You are viewing a plain text version of this content. The canonical link for it is here.
Posted to java-user@lucene.apache.org by yanyanzeng <lu...@hotmail.com> on 2008/08/07 02:39:25 UTC

bad index by batch indexing

Hi,
    I am building a search engine for text transcript documents from the
database of an enterprise messaging system,  and have designed a batch
processing job to incrementally build the index,because the database from
production is around huge, around 10G. 
   Now I am still testing in DEV environment, and have been puzzled by this
problem for a couple of days.  
If I build the index in one setting(because DEV database is very very
small),  the index is correct because I can get hits for my queries,  also, 
what luke shows looks fine,  4800 documents, 450 terms.
However, if I test building using my batch processing job,  I do get the
index which looks fine, but, when I search, it already returns 0 hits.  I
checked with Luke, which shows there are 5200 documents, 0 terms .
There is no exception or runtime error or anything abnormal during indexing
or searching,  I am really at a loss. 
The only difference between the two is that:   in the one setting approach, 
the whole index is built using the same indexwriter object.
in the batch approach,  an indexwriter object is opened per batch and closed
when the batch is finished. 
But,  I  think I have taken care of it by  
               IndexWriter  writer = new IndexWriter(FSDir, Analyser,
!FSdir.exists) 
 
Since lucene is designed for adding to exisiting index when the 3rd
parameter is false,   I do not understand where it went wrong.  
Should I have kept one singleton instance of the writer  until  all
documents in the database are processed, rather than opening &closing one
for each batch?     Or,  should I have kept a single instance of analyser?  
This does not seem necessary, but I really can not figure out where it went
wrong, and how come this strange behavior:  520 documents but 0 terms. 

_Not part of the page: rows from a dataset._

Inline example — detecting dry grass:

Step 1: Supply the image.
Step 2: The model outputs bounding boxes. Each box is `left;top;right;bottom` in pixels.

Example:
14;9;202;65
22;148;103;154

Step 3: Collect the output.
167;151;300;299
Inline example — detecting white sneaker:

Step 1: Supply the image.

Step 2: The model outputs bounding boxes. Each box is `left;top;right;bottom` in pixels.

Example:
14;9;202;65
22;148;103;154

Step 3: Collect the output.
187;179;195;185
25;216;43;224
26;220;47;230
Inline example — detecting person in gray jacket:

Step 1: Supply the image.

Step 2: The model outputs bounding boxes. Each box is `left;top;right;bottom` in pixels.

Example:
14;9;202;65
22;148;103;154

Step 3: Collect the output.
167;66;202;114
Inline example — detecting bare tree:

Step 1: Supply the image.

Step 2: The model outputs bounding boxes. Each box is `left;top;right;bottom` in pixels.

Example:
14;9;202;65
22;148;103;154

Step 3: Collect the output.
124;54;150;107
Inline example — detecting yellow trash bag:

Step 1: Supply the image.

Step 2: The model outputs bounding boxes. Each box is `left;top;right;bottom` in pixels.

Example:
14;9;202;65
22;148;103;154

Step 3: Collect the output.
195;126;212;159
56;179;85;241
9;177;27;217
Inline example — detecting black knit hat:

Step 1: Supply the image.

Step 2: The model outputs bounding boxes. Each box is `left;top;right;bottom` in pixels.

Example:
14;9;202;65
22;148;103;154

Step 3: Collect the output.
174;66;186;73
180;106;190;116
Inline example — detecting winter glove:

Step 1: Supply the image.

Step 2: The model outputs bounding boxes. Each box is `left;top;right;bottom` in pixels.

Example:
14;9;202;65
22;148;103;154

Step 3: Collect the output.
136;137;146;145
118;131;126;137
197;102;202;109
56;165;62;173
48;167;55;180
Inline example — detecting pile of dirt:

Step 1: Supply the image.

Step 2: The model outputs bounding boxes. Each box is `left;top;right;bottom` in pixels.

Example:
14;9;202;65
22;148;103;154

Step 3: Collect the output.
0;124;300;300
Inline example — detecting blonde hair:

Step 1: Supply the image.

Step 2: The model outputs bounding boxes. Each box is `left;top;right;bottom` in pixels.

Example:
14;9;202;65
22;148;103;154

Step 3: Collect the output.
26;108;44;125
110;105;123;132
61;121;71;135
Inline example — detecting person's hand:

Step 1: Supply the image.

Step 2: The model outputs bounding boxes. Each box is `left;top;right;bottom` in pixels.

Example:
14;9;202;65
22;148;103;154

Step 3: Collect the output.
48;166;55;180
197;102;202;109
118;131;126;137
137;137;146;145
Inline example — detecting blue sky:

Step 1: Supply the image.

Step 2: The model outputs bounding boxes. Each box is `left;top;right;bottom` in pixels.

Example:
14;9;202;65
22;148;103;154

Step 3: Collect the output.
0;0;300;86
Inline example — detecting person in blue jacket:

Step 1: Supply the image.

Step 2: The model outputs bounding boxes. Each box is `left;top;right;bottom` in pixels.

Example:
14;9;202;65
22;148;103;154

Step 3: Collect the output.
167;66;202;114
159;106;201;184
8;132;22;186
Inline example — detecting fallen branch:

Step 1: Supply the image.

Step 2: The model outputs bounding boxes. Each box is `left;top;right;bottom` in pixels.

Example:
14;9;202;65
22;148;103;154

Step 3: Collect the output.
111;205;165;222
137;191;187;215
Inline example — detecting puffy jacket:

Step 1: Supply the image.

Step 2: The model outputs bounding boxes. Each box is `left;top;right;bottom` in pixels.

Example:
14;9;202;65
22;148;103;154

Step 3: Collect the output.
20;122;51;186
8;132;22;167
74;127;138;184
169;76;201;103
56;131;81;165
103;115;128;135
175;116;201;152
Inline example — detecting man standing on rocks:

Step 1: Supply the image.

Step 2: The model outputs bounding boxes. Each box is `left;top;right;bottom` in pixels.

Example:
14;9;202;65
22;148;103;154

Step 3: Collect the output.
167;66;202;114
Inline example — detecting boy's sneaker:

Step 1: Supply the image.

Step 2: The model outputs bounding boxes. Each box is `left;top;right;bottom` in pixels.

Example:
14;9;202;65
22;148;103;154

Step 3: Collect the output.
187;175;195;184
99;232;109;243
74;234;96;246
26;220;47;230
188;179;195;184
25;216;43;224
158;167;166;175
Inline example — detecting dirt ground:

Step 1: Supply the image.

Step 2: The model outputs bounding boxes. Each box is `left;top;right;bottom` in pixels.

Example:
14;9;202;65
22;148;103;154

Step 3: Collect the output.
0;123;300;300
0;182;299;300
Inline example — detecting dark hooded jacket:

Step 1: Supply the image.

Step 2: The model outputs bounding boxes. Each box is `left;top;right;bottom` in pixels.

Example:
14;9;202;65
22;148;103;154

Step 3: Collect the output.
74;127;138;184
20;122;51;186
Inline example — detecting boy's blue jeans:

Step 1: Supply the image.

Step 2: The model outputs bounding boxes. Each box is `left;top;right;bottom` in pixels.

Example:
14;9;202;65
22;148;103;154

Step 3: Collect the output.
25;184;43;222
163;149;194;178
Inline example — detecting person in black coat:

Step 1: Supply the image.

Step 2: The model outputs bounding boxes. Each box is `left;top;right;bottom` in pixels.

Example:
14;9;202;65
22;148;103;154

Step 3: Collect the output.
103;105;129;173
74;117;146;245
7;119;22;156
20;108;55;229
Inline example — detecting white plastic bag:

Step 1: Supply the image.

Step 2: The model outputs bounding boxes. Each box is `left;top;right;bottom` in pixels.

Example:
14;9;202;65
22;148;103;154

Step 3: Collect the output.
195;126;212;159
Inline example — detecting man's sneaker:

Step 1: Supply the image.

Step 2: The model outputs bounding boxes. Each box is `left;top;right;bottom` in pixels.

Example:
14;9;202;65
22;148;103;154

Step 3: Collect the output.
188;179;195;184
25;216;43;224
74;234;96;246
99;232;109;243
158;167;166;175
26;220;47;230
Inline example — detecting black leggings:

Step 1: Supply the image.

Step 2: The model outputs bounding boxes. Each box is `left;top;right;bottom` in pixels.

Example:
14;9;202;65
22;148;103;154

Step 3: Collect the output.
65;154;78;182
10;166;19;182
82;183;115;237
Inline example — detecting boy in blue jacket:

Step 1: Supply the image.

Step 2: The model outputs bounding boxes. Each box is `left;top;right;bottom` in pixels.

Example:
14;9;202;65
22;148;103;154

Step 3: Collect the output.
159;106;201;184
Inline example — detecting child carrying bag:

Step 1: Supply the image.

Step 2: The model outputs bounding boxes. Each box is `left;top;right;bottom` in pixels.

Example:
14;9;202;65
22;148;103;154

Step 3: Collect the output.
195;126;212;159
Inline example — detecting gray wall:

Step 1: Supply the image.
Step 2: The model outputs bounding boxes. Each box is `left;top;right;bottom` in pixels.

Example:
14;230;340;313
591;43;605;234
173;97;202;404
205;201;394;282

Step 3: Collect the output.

I would be very grateful if anyone could advise.  THanks very much.

yanyan


-- 
View this message in context: http://www.nabble.com/bad-index-by-batch-indexing-tp18862037p18862037.html
Sent from the Lucene - Java Users mailing list archive at Nabble.com.


---------------------------------------------------------------------
To unsubscribe, e-mail: java-user-unsubscribe@lucene.apache.org
For additional commands, e-mail: java-user-help@lucene.apache.org


Re: bad index by batch indexing

Posted by yanyanzeng <lu...@hotmail.com>.
hi, thank you very much for your reply.  I am using the latest version,
lucene 2.3.2.   I will try using two arguments and post my result later.

yanyan




Anshum-2 wrote:
> 
> This really seems like an issue the batching mechanism (one of those
> errors
> which seem trivial on discovery :) ). I work with batched indexing and it
> works absolutely fine on data that is a lot higher in magnitude. You could
> try calling the indexwriter without the 3rd argument and see if it helps.
> Also, which version of lucene are you using?
> 
> --
> Anshum
> http://ai-cafe.blogspot.com
> 
> On Thu, Aug 7, 2008 at 6:09 AM, yanyanzeng
> <lu...@hotmail.com>wrote:
> 
>>
>> Hi,
>>    I am building a search engine for text transcript documents from the
>> database of an enterprise messaging system,  and have designed a batch
>> processing job to incrementally build the index,because the database from
>> production is around huge, around 10G.
>>   Now I am still testing in DEV environment, and have been puzzled by
>> this
>> problem for a couple of days.
>> If I build the index in one setting(because DEV database is very very
>> small),  the index is correct because I can get hits for my queries, 
>> also,
>> what luke shows looks fine,  4800 documents, 450 terms.
>> However, if I test building using my batch processing job,  I do get the
>> index which looks fine, but, when I search, it already returns 0 hits.  I
>> checked with Luke, which shows there are 5200 documents, 0 terms .
>> There is no exception or runtime error or anything abnormal during
>> indexing
>> or searching,  I am really at a loss.
>> The only difference between the two is that:   in the one setting
>> approach,
>> the whole index is built using the same indexwriter object.
>> in the batch approach,  an indexwriter object is opened per batch and
>> closed
>> when the batch is finished.
>> But,  I  think I have taken care of it by
>>               IndexWriter  writer = new IndexWriter(FSDir, Analyser,
>> !FSdir.exists)
>>
>> Since lucene is designed for adding to exisiting index when the 3rd
>> parameter is false,   I do not understand where it went wrong.
>> Should I have kept one singleton instance of the writer  until  all
>> documents in the database are processed, rather than opening &closing one
>> for each batch?     Or,  should I have kept a single instance of
>> analyser?
>> This does not seem necessary, but I really can not figure out where it
>> went
>> wrong, and how come this strange behavior:  520 documents but 0 terms.
>>
>> I would be very grateful if anyone could advise.  THanks very much.
>>
>> yanyan
>>
>>
>> --
>> View this message in context:
>> http://www.nabble.com/bad-index-by-batch-indexing-tp18862037p18862037.html
>> Sent from the Lucene - Java Users mailing list archive at Nabble.com.
>>
>>
>> ---------------------------------------------------------------------
>> To unsubscribe, e-mail: java-user-unsubscribe@lucene.apache.org
>> For additional commands, e-mail: java-user-help@lucene.apache.org
>>
>>
> 
> 
> -- 
> --
> The facts expressed here belong to everybody, the opinions to me.
> The distinction is yours to draw............
> 
> 

-- 
View this message in context: http://www.nabble.com/bad-index-by-batch-indexing-tp18862037p18863533.html
Sent from the Lucene - Java Users mailing list archive at Nabble.com.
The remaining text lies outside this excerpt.